Dans cette rubrique des 101 personnes qui font le cyclisme français, le légendaire Julien Absalon a déjà eu droit à son portrait. Si la retraite du vosgien a retiré une belle chance de médailles et de succès à la France, celle-ci peut toutefois compter sur une nouvelle génération dorée de vététistes talentueux, véritable armada trustant régulièrement les top 10 des classements. Parmi eux, Titouan Carod et Jordan Sarrou ont déjà figuré dans ces pages, Victor Koretzky et Stéphane Tempier connaîtront leur tour prochainement, mais l’article du jour concerne l’aîné d’entre eux, leur grand frère en équipe de France, Maxime Marotte. Voici donc son portrait.
 

Son parcours :

A une autre époque, dans un autre temps, Maxime Marotte aurait sûrement pu entrer au panthéon du VTT. Pilote précoce et particulièrement doué, il s’est rapidement révélé comme l’un des meilleurs mondiaux, capable de se hisser dans le top 5 du classement général final de la Coupe du Monde à seulement 24 ans. Mais Maxime Marotte est également un homme malchanceux, rencontrant sur sa route des étoiles du cross-country, des champions imbattables, s’accaparant les victoires d’une manière tout à fait tyrannique. Commençant sous l’ère Julien Absalon, l’alsacien a rapidement vu l’incroyable Nino Shürter s’affirmer en accédant aux cimes du VTT mondial, et enfin le néerlandais Mathieu Van der Poel accéder à son tour au cercle très fermé des triples vainqueurs de manches dans une même saison de coupe du monde.
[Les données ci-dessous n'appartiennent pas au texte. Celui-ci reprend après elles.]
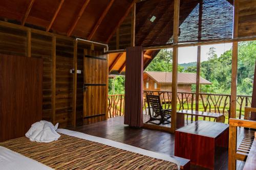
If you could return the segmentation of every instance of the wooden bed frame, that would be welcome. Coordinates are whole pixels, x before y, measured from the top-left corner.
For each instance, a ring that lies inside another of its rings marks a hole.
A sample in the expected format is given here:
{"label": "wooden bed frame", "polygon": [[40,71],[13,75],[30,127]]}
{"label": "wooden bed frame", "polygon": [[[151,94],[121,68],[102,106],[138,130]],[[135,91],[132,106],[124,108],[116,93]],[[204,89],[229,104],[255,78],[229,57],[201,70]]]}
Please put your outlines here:
{"label": "wooden bed frame", "polygon": [[251,155],[254,149],[251,149],[252,145],[255,143],[254,132],[252,129],[248,130],[245,134],[244,139],[237,147],[237,127],[244,127],[256,129],[256,121],[249,120],[251,112],[256,112],[256,108],[246,107],[245,109],[245,119],[236,118],[229,119],[229,137],[228,145],[228,169],[236,168],[237,160],[243,161],[247,160],[248,156]]}

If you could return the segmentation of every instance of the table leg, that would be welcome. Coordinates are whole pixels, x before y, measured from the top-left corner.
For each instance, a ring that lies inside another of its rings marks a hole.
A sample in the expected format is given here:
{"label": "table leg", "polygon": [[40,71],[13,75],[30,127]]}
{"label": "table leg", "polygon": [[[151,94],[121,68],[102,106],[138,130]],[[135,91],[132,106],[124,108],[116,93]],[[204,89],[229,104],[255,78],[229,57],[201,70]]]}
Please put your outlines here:
{"label": "table leg", "polygon": [[184,126],[185,115],[177,113],[176,129],[179,129]]}

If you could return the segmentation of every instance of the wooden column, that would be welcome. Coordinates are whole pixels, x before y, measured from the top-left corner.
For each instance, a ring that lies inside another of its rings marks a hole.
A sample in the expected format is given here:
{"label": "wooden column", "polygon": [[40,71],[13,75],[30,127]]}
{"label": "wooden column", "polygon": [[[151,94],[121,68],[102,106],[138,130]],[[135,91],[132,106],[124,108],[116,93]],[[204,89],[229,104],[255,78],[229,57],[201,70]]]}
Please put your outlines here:
{"label": "wooden column", "polygon": [[[199,92],[200,91],[201,46],[197,46],[197,81],[196,89],[196,110],[199,109]],[[196,119],[197,117],[196,117]]]}
{"label": "wooden column", "polygon": [[[238,15],[239,11],[239,0],[234,0],[234,21],[233,38],[238,35]],[[233,42],[232,50],[232,65],[231,78],[231,97],[230,97],[230,118],[236,118],[237,108],[237,81],[238,70],[238,42]],[[233,170],[237,168],[236,153],[237,152],[237,127],[230,126],[229,127],[229,141],[228,144],[228,169]]]}
{"label": "wooden column", "polygon": [[73,75],[72,126],[76,127],[76,89],[77,87],[77,40],[74,40],[74,74]]}
{"label": "wooden column", "polygon": [[[239,0],[234,2],[233,38],[238,35]],[[237,82],[238,70],[238,42],[233,42],[231,81],[230,118],[236,118],[237,108]]]}
{"label": "wooden column", "polygon": [[27,55],[31,57],[31,31],[30,29],[27,31]]}
{"label": "wooden column", "polygon": [[179,38],[179,17],[180,0],[174,1],[174,47],[173,52],[173,80],[172,85],[172,124],[170,131],[174,133],[176,129],[177,95],[178,76],[178,41]]}
{"label": "wooden column", "polygon": [[[198,40],[201,41],[202,35],[202,19],[203,17],[203,1],[199,2],[199,15],[198,18]],[[197,46],[197,79],[196,87],[196,110],[199,110],[199,92],[200,91],[201,46]],[[193,119],[193,117],[191,117]],[[196,116],[196,120],[198,116]]]}
{"label": "wooden column", "polygon": [[135,20],[136,13],[136,4],[134,4],[132,9],[132,32],[131,37],[131,46],[135,46]]}
{"label": "wooden column", "polygon": [[52,123],[55,124],[56,103],[56,37],[52,40]]}
{"label": "wooden column", "polygon": [[119,50],[119,43],[120,43],[120,28],[118,28],[116,30],[116,50]]}

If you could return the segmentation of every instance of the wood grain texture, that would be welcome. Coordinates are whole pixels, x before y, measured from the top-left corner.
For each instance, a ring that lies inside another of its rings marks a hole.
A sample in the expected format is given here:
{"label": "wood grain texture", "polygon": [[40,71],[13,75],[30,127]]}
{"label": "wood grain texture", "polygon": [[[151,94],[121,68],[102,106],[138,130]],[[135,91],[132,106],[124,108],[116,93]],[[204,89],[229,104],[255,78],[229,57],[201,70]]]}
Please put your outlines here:
{"label": "wood grain texture", "polygon": [[100,52],[86,49],[84,55],[83,117],[88,124],[105,120],[108,114],[108,60]]}
{"label": "wood grain texture", "polygon": [[217,145],[227,147],[228,125],[198,121],[175,131],[175,155],[191,163],[215,169]]}
{"label": "wood grain texture", "polygon": [[42,116],[42,60],[0,55],[0,141],[24,136]]}

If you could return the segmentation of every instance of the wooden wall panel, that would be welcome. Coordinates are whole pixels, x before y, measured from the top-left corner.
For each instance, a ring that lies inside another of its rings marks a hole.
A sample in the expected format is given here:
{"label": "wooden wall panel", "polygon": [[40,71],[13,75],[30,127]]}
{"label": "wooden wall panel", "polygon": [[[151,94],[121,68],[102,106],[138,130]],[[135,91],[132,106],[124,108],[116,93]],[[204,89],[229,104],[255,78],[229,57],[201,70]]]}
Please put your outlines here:
{"label": "wooden wall panel", "polygon": [[31,34],[31,57],[42,58],[43,61],[42,117],[50,121],[51,114],[51,38]]}
{"label": "wooden wall panel", "polygon": [[[0,54],[19,56],[28,56],[27,31],[26,27],[0,26]],[[32,29],[33,31],[33,30]],[[65,38],[65,37],[64,37]],[[71,126],[72,114],[73,74],[74,43],[72,38],[66,39],[56,36],[56,123],[60,127]],[[31,57],[43,60],[42,119],[51,121],[53,118],[52,106],[52,35],[40,34],[31,32]],[[83,123],[83,50],[90,49],[91,43],[78,41],[77,69],[82,70],[77,75],[76,125]],[[103,51],[96,45],[96,51]]]}
{"label": "wooden wall panel", "polygon": [[256,1],[239,0],[238,37],[256,35]]}

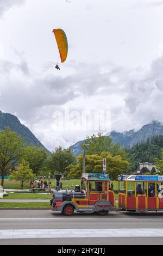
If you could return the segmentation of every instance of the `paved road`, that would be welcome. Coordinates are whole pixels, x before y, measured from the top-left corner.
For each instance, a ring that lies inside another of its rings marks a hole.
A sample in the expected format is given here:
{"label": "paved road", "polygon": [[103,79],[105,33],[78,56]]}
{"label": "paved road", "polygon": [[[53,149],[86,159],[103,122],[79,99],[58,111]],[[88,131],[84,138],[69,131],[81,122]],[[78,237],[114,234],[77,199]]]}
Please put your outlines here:
{"label": "paved road", "polygon": [[49,203],[49,199],[1,199],[0,203]]}
{"label": "paved road", "polygon": [[0,239],[0,245],[159,245],[163,243],[163,214],[66,217],[47,210],[2,210],[0,237],[4,235],[11,239]]}

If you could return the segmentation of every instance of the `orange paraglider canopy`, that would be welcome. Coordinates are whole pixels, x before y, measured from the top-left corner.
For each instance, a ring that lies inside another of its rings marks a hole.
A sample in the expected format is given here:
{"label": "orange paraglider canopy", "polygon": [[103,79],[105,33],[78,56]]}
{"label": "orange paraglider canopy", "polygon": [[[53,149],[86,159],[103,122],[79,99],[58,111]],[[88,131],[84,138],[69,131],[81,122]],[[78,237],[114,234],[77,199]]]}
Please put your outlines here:
{"label": "orange paraglider canopy", "polygon": [[55,39],[57,42],[61,62],[64,62],[67,57],[68,42],[66,35],[61,28],[53,29]]}

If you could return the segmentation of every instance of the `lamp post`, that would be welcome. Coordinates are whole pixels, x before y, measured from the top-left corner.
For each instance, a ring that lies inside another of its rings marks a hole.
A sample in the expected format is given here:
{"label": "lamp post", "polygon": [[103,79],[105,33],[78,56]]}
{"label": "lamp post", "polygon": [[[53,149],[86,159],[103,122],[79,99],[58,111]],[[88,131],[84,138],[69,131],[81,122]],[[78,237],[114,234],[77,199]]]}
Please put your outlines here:
{"label": "lamp post", "polygon": [[80,144],[80,145],[83,146],[83,173],[85,173],[85,149],[86,146],[89,146],[89,144]]}

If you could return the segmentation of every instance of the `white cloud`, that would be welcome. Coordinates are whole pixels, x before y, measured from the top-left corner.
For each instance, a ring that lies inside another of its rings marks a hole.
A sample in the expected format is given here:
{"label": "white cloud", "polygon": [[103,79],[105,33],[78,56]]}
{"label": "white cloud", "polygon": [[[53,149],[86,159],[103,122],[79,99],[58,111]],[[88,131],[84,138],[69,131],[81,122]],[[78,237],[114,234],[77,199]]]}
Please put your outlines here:
{"label": "white cloud", "polygon": [[12,7],[24,4],[26,0],[0,0],[0,17],[3,13]]}
{"label": "white cloud", "polygon": [[[51,150],[93,132],[54,131],[53,113],[65,107],[110,111],[111,129],[119,131],[162,122],[163,18],[152,6],[161,1],[145,1],[151,8],[141,12],[137,0],[69,2],[26,0],[12,10],[24,1],[0,0],[0,16],[10,8],[0,24],[0,109],[16,113]],[[70,45],[59,71],[55,27]]]}

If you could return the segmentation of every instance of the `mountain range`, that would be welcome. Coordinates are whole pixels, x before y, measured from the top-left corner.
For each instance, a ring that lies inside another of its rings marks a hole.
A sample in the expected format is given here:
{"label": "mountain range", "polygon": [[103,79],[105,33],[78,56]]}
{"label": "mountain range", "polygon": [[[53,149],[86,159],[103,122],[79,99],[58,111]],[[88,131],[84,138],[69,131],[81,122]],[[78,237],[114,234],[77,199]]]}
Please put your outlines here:
{"label": "mountain range", "polygon": [[[114,143],[119,143],[122,147],[131,148],[134,145],[146,142],[148,138],[150,139],[156,135],[163,135],[163,125],[158,121],[153,121],[143,125],[137,131],[134,130],[124,132],[112,131],[105,136],[110,137]],[[80,141],[70,147],[74,156],[77,156],[82,153],[83,150],[80,144],[84,142],[84,140]]]}
{"label": "mountain range", "polygon": [[39,147],[49,153],[49,150],[42,145],[27,127],[21,123],[15,115],[3,113],[0,111],[0,130],[4,130],[7,126],[9,126],[11,131],[16,132],[18,135],[23,137],[28,144],[30,143],[33,143],[34,145],[38,144]]}

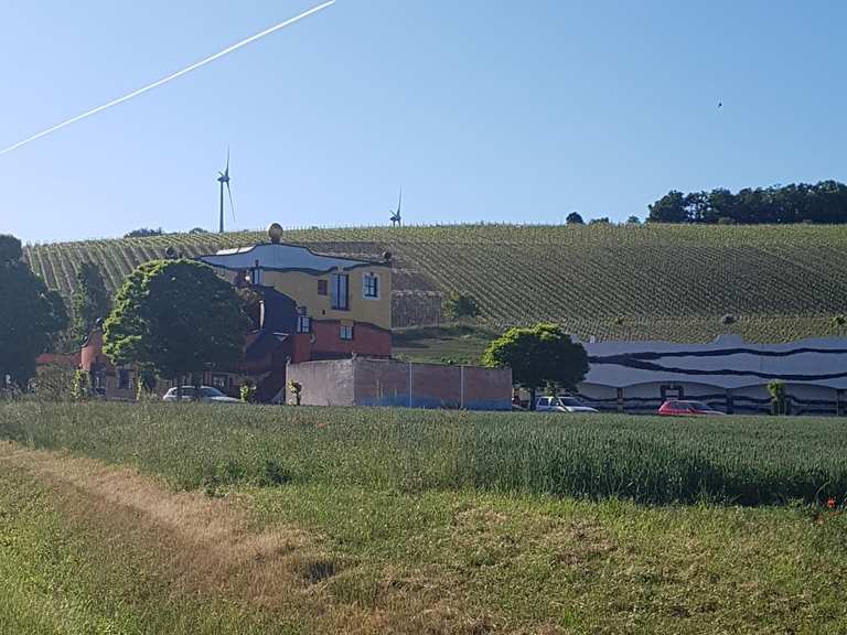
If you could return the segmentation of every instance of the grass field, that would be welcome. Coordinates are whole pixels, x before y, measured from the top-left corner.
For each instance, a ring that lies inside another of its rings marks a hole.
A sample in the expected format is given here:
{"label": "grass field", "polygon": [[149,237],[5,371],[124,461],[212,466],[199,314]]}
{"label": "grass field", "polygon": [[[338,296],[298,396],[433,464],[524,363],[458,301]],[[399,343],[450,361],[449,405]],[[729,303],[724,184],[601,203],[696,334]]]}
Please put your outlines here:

Toute sa carrière, Maxime Marotte a donc lutté parmi « les autres » pour en devenir le meilleur, derrière les envolées ahurissantes des monstres de son sport, dans un peloton au niveau relevé et au rythme relevé. D’ailleurs, dès 2010, l’alsacien s’affirme dans cette compétition pour les accessits. Longtemps gêné par une luxation de l’épaule en 2009, il effectue alors sa saison de pleine forme dans le prestigieux monde des élites. Surprenant par ses performances, il parvient à se classer deuxième des championnats de France, laissant la médaille d’or à l’intouchable Julien Absalon. De plus, cette année est également révélatrice de ses qualités au plus haut niveau. Coureur particulièrement endurant, il dévoile de beaux atouts en termes d’endurance, en remportant notamment l’épreuve nationale de VTT Marathon. Toutefois peu explosif, il est mis en difficulté par le punch de concurrents comme Alexis Vuillermoz. Ce manque à gagner le contraindra durant toute sa carrière, malgré des progrès notables effectués dans ce domaine.

L’année 2011 est celle de la maturité parmi les élites, de l’affirmation au milieu des cadors. Auteur de son premier podium en Coupe du Monde à Offenbourg et finalement 5e au classement général final, barré des toutes premières places par les extraordinaires Kulhavy, Absalon et Shürter. C’est donc en profitant de la force collective de l’équipe de France que Maxime Marotte goûte à la saveur de l’or. Champion d’Europe du relais mixte en compagnie de Fabien Canal, Julie Bresset et Victor Koretzky, il endosse à merveille le rôle de pilote élite pour asseoir la victoire tricolore devant les armadas suisse et italienne.

La saison 2012 est quand à elle sous le signe de la déception. Orientant toute sa préparation sur les olympiques de Londres, faisant de l’épreuve mythique son principal objectif de l’année, Maxime Marotte tombe de haut lors de l’annonce de sa non-sélection, le DTN lui préférant logiquement Julien Absalon, mais aussi Stéphane Tempier et Jean-Christophe Péraud. Fustigeant le manque de respect des critères de sélection, clamant sa frustration de voire une olympiade se terminer d’une telle manière, répétant à qui-veut-entendre son mérite quant à une place parmi les trois hommes représentant la France, l’alsacien passe quelque peu à côté de sa saison, hors du top 10 en Coupe du Monde, prenant pour seul lot de consolation une victoire en Coupe de France.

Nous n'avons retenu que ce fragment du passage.